In East Asia, staphylococcus infection of IVC endothelium, amebic abscess are common etiologies of BCS. Another frequently observed etiology has been Behcet’s disease with a ratio of 9% (4). The etiology of BCS is the most important factor for the prognosis. In some cases, invasion of cyst to neighboring area causes severe inflammation, infection and fistula formation. In addition to local invasive effect of cyst, hepatic dysfunction is another’s important prognostic risk factor for surgical resection outcome.
Mortality and morbidity of surgical treatment for hydatid cysts of the liver in patients with BCS is 8.3% and 66% subsequently (5). The thick inflammatory process around of HC not only complicated safe resection of cyst or associated liver segment but abscess and inflammation of tissue prohibits easily suture of injured biliary tract during operation and increased postoperative biliary fistula.

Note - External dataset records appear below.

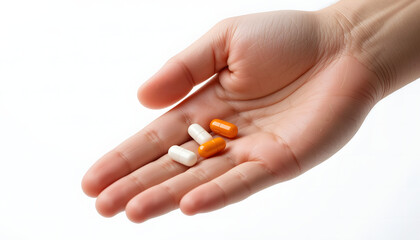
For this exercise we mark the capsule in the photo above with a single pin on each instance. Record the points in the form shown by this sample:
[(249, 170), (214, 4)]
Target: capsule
[(223, 128), (211, 147), (182, 155), (199, 134)]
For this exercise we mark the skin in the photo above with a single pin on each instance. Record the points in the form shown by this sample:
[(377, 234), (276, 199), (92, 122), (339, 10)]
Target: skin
[(297, 84)]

Karadas et al. reported a low-gradient ascites in connection with the syndrome that rarely occurs in case of HC of the liver (6). Hydatid disease should be considered in the differential diagnosis of Budd-Chiari Syndrome in areas such as Turkey, where hydatid disease is endemic (7). HC of the left lobe of the liver has potential to extend to the posterior mediastinum and invade the diaphragm, esophagus, and pericardium (8). The cystic lesion was seen to be occluding the inferior vena cava and left hepatic vein at the level where the hepatic veins poured into the inferior vena cava.

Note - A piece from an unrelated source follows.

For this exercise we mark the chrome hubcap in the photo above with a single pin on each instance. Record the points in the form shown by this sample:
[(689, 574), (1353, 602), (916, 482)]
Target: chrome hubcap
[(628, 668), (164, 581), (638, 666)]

We discussed this secondary BCS case, resulting from the AE occlusion of inferior vena cava. BCS and portal hypertension is an uncommon complication of hydatid cyst of the liver. Çakmak et al. described the treatment of BCS with resection of the cyst or porto-systemic shunt surgery for such patients (8).
Here we reported a case of hydatid cyst of the liver with temporary BCS that was treated successfully with surgical removal of IVC clot and anticoagulant therapy.
Amoebic liver abscess is an endemic in developing countries, but few cases of associated vascular complications have been reported (9). Agarwal and Kumar reported a 13-yr-old girl presented with two large unilocular liver hydatids complicated by chronic BCS (10). Rossi et al., presented a case of recurrent inferior vena cava (IVC) syndrome due to alveolar echinococcosis and strongly suspected on transthoracic echocardiographic examination (11). Emre et al., reported two cases of portal hypertension due to hydatid cysts of the liver (12). In one of the patients, symptoms were secondary to obstruction of inferior vena cava and hepatic outflow tract.
Presence of clot in right atrium may be a rare presentation of BCS.
The authors declare that there is no conflict of interest.